Никто и не заметил, а отцу не было никакого дела до Настиных поступков. "Расти, сколько в тебе росту хватит. Дал тебе жизнь, даю хлеб. Вот и пожалуйста!" – таков был неписанный договор между отцом и дочерью. У отца в то время ширились дела, требовали и воли, и глаза, и времени. Каждый винтик в общей машине хотел, чтоб и за ним присмотр да хлопоты были. И боялся Секретов обидеть невниманьем вещь, чтоб не напакостила потом.
Лишь в воскресные дни, садясь за стол, спрашивал, посмеиваясь:
– Ну, Настасья Петровна, как живете-можете, растете-матереете?
– Ничего, папенька... матереем! – деликатно пищала восьмилетняя Настасья Петровна.
Матери Настюша боялась, как страшного сна. Когда приводила ее к матери Матрена Симанна, стояла Настя робко, говорила тоненько, с трепетом ожидая липкого материна поцелуя.
Потом одевала, волнуясь и спеша, оборванную засаленную шубку и дырявый шерстяной платок, – вихреподобно уносилась на улицу. Дом ее пугал: там были жирные, грузные пироги, непонятная мать, толстощекая Матрена Симанна, жующая мятную лепешку для прохлажденья рта. – Тайком от самого баловалась Матрена Симанна винцом.
Так и росла Настюша на улице, без нянек и присмотров. Бегала с ребятами через Проломные ворота на реку, тонула однажды в проруби, дразнила вместе со всей ребячьей оравой извозчиков, татар, иззябших попугаев на шарманках у персов. Шумливая и загадочная, звала ее улица. Она сделала Настю бойкой. Тела ее, изворотливого и гибкого, никакой случайностью было не удивить... В городском училась – детскую мудрость срыву, по-мальчишечьи брала. Остальное время с мальчишками же вровень каталась на коньках вдоль кремлевского бульвара, скатывала снежных страшилищ: любопытно было наблюдать, как точит их и старит и к земле гнетет речной весенний ветр. То-то было шумно и буйно, непокорно и весело...

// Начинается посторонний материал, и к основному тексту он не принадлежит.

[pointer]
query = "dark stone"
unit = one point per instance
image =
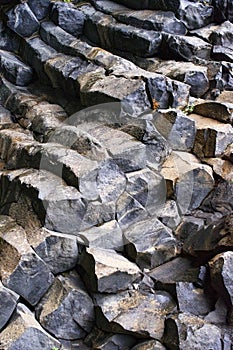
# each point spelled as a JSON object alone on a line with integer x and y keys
{"x": 8, "y": 302}
{"x": 24, "y": 332}
{"x": 221, "y": 53}
{"x": 22, "y": 20}
{"x": 186, "y": 331}
{"x": 222, "y": 279}
{"x": 223, "y": 36}
{"x": 59, "y": 252}
{"x": 167, "y": 92}
{"x": 192, "y": 300}
{"x": 39, "y": 8}
{"x": 215, "y": 110}
{"x": 178, "y": 129}
{"x": 196, "y": 15}
{"x": 145, "y": 243}
{"x": 147, "y": 19}
{"x": 185, "y": 48}
{"x": 134, "y": 313}
{"x": 68, "y": 18}
{"x": 105, "y": 271}
{"x": 176, "y": 270}
{"x": 223, "y": 10}
{"x": 66, "y": 310}
{"x": 112, "y": 35}
{"x": 207, "y": 242}
{"x": 16, "y": 71}
{"x": 35, "y": 52}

Двенадцатая весна шла, придумали необычное. В голове у снежного человека дырку выдолбили и оставили на ночь в ней зажженный фитилек. Дырку замазали снегом. – Всю ту ночь, думая об этом бесцельном огоньке, томилась без сна Настя. Ах, какой славный ветер в ту ночь был! Как бы облака сталкивались и гудели, словно тесно стало в весеннем небе облакам. Но на утро нашли в огоньковой пещерке только копоть. Недолго погорел фитилек. Тут еще снег пошел, лужицы затянулись. Так впервые изведала Настюша горечь всякой радости и грусть весны.